Showing posts with label God. Show all posts
Showing posts with label God. Show all posts

8/8/08

Here's why that Obama New Yorker cover totally fails as satire.

4/15/08

There is something very funny about the headline "Pope Says Church Will Not Allow Pedophile Priests."

11/13/07

Aww, thanks! Howard Dean thinks Jews can go to Heaven. (He's wrong, of course, but we appreciate the sentiment.)

11/3/07

This probably shouldn't be as surprising as it is: A Slate intern named David Sessions is an evangelical Christian. He's written a piece criticizing David Kirkpatrick's Times Magazine cover story on the crackup of the Christian right. The "Christian left," according to Sessions, is an overhyped fringe movement that "gets more attention in the press than it does in the mainstream evangelical community," and the fact that younger Christians have other concerns beyond abortion and homosexuality doesn't mean they're poised to abandon the Republican Party. Sessions's piece is kind of depressing, obviously, but I suspect it's closer to reality than Kirkpatrick's rosy take.

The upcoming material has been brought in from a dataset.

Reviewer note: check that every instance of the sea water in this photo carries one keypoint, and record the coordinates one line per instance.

It's strange how strange it seems that Slate has an intern who's an evangelical Christian.

10/3/07

Sam Harris calls for an end to the term atheism:

Attaching a label to something carries real liabilities, especially if the thing you are naming isn’t really a thing at all. And atheism, I would argue, is not a thing. It is not a philosophy, just as “non-racism” is not one. Atheism is not a worldview—and yet most people imagine it to be one and attack it as such.... Why should we stand obediently in the space provided, in the space carved out by the conceptual scheme of theistic religion? It’s as though, before the debate even begins, our opponents draw the chalk-outline of a dead man on the sidewalk, and we just walk up and lie down in it.

5/26/07

Crazy Wikipedia stuff (blah blah blah series): Perhaps, like most people, you believe that the Church of Scientology is a dangerous cult that preys on the credulous and goes after its critics with a heavy hand. But what if, unlike most people, you also believe that the wacky sci-fi theology of Scientology founder L. Ron Hubbard is a valuable body of religious teachings? Well, you might find some like-minded friends in the Free Zone.

5/6/07

This is kind of crazy: Time needs a short essay on evolutionary biologist and atheism cheerleader Richard Dawkins for its annual 100 Most Influential People list. So who do they commission to write it? Michael Behe, a senior fellow at the Discovery Institute, which advocates for "intelligent design." Behe, predictably, writes a piece that's critical of Dawkins and his ideas. When Time runs it, though, they add all kinds of language that makes Behe sound more respectful of Dawkins than he really is. The following seems to have been made up from whole cloth by an editor at Time:

It is a measure of the artful way Dawkins ... tells a tale and the rigor he brings to his thinking that even those of us who profoundly disagree with what he has to say can tip our hats to the way he has invigorated the larger debate.
Behe's original contains nothing about "the artful way Dawkins ... tells a tale," or "the rigor he brings to his thinking" (in fact, he accuses Dawkins of sloppy argument). It doesn't credit him with invigorating anything. Behe's only words of admiration are for Dawkins's "energy and determination."

This is unfair to Behe, obviously, but I don't give a fuck about Michael Behe, and if he ever gets sick, I hope he insists on limiting his treatment options to creationist medicine. The real problem is that the editorial process on display here -- Hey, here's thinking outside the box: what if we get one of those intelligent design guys to write about Dawkins? / I love it! / Say, did you see that Dawkins piece? Needs to be toned down a little ... -- trivializes and misrepresents the issue and goes out of its way to cast a creationist-in-disguise as a reasonable, respectful adversary with a plausible case.

4/21/07

The first Thursday of May is designated National Day of Prayer by Congress. (Apparently it was originally an interfaith thing, but it's been hijacked by the Christian right.) So here's a good idea: atheists are organizing to give blood en masse, in "a nationwide action which we hope will point out that there are alternatives to silently beseeching a deity to perform miracles."

2/6/07

2/2/07

Remember last year, when a New Jersey public high school student taped his teacher espousing creationism in class? The school board has just responded by ... banning taping in class.

7/2/06

Really? Worse than gays? From the Minnesota Daily:

Based on a telephone survey of more than 2,000 households and in-depth interviews with more than 140 people, researchers found that Americans rate atheists below Muslims, recent immigrants, homosexuals and other groups as "sharing their vision of American society." Americans are also least willing to let their children marry atheists.